The main objectives of the test phase (calibration phase) were to ensure that the plant’s basic functions were working properly, as well as to define key parameters. The experiences are documented in a technical-scientific manual, which will help researchers to become familiar with the opportunities offered by the FSA and provide important information for the planning of projects in the future. During the test phase, further objectives were among other things to compare the research results obtained from the mesocosms with different types of natural aquatic systems, to verify the stability and the dynamics of the biocoenosis in the mesocosms as well as the biological synchronicity of identical systems in uncontaminated state.
The comparison of selected natural flowing and stagnant water bodies (reference ecosystems) with the stream and pond mesocosms showed that the FSA provides the overall conditions for modelling various types of water bodies (Fig.1). However, it also became apparent that in the case of streams operated in circulation mode in the summer, only simulation of summer warm stream systems is possible, since the exposed streams warm up quickly and no cooling (ground) water is added to them. Summer cold rivers can only be simulated in the indoor streams during the cold season.

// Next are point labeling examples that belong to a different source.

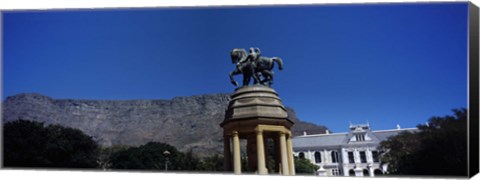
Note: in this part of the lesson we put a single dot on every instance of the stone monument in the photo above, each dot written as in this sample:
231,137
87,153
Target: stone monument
256,113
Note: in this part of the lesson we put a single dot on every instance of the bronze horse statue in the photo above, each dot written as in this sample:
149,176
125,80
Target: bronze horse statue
253,65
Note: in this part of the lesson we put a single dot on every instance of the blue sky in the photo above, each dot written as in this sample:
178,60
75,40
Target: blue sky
385,64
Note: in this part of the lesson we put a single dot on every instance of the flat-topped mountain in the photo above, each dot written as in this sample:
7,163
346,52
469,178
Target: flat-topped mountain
184,122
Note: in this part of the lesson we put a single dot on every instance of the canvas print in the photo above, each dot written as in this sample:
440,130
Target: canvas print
350,90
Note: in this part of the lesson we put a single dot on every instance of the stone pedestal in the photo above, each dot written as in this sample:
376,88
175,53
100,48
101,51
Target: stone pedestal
256,113
358,171
321,171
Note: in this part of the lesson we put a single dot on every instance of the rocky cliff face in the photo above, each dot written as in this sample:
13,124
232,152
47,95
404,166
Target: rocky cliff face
188,123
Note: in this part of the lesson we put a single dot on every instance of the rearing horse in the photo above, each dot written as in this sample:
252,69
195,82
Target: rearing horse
253,65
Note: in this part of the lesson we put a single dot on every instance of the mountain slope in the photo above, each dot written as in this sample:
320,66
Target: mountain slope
184,122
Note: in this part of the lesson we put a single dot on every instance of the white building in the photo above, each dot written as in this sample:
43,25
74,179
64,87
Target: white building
353,153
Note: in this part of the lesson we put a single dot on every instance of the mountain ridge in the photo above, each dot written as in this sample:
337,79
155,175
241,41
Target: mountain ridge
136,122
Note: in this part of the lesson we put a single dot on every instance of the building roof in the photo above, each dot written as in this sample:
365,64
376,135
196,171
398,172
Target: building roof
335,139
343,139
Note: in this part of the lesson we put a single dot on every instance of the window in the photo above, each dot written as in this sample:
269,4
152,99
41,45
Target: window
335,172
365,172
318,158
363,157
351,160
301,155
375,156
360,137
334,156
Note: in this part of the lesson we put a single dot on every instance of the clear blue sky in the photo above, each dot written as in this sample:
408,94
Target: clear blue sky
386,64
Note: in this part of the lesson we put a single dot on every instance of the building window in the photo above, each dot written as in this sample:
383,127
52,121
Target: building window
301,155
318,158
363,157
360,137
335,172
375,156
365,172
378,172
351,172
351,160
334,156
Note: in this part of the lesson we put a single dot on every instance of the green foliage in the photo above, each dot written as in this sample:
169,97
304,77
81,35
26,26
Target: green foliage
148,156
211,163
304,166
437,149
31,144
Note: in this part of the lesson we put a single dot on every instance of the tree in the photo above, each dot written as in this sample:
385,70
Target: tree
304,166
31,144
151,156
439,148
212,163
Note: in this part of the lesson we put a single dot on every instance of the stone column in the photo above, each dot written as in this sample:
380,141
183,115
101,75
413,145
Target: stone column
344,162
368,153
227,160
260,153
283,151
356,156
237,164
291,164
370,171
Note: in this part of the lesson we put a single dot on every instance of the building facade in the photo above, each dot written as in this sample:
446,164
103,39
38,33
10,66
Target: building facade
353,153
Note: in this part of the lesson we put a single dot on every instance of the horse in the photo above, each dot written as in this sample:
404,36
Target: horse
264,66
253,65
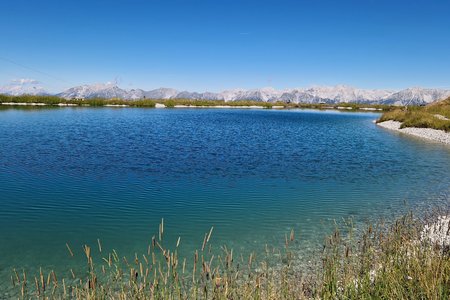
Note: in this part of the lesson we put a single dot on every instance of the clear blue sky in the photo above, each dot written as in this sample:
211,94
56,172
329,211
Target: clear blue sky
215,45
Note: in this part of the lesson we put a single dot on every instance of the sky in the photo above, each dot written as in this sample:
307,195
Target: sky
224,44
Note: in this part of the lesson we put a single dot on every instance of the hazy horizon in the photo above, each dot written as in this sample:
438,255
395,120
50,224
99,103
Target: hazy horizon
223,45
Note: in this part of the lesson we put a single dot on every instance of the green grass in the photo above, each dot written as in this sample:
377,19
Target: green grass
422,117
98,102
382,262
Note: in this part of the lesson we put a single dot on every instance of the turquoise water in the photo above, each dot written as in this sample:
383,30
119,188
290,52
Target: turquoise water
77,174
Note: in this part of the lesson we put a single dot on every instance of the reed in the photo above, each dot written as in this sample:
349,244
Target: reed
384,261
435,115
52,101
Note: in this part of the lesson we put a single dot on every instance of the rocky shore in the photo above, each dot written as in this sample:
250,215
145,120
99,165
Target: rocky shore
426,133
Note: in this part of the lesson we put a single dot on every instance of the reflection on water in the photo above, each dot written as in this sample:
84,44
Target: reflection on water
76,174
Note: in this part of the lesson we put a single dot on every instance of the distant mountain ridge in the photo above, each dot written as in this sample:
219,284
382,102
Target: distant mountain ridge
315,94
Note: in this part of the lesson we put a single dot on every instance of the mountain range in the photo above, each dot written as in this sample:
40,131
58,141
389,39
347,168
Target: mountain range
315,94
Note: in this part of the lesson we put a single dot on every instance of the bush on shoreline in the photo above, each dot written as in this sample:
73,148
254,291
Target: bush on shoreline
384,262
54,100
435,115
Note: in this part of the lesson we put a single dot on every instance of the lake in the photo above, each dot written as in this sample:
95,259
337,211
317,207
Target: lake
72,175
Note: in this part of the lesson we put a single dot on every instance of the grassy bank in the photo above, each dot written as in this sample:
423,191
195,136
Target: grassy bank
435,115
54,101
384,262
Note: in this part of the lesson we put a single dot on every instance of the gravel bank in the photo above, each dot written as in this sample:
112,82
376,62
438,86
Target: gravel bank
426,133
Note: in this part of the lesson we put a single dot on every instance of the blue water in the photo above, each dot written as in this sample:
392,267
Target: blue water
77,174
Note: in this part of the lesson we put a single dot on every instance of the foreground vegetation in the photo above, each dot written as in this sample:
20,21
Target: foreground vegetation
383,262
55,101
435,115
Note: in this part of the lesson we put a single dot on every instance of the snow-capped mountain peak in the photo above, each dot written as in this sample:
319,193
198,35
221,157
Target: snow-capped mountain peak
314,94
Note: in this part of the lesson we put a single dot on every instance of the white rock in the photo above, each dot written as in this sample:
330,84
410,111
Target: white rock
426,133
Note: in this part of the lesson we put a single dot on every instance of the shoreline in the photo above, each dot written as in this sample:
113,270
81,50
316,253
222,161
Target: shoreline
162,105
430,134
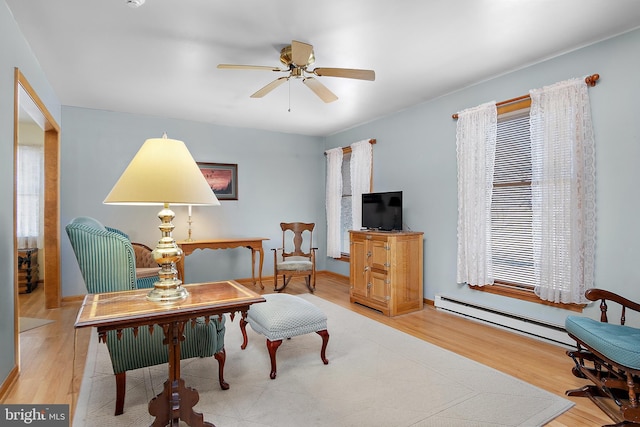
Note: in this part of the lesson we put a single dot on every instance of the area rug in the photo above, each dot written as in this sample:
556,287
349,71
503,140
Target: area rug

In studies on the synchronicity of the systems (parallel development of all systems with regard to the biological dynamics and their impact on functional parameters like O 2 , nutrient budget etc.), it was asserted that the design and construction of mesocosm systems must pay particular attention to the placement of soft sediment and to identical direct and indirect lighting.
If this is not considered, the systems can diverge rapidly and no definite statements on the effects of pollution can then be deduced from the results. Sediment management management, in particular of the flowing water systems, will therefore play an important role in management of the FSA in future.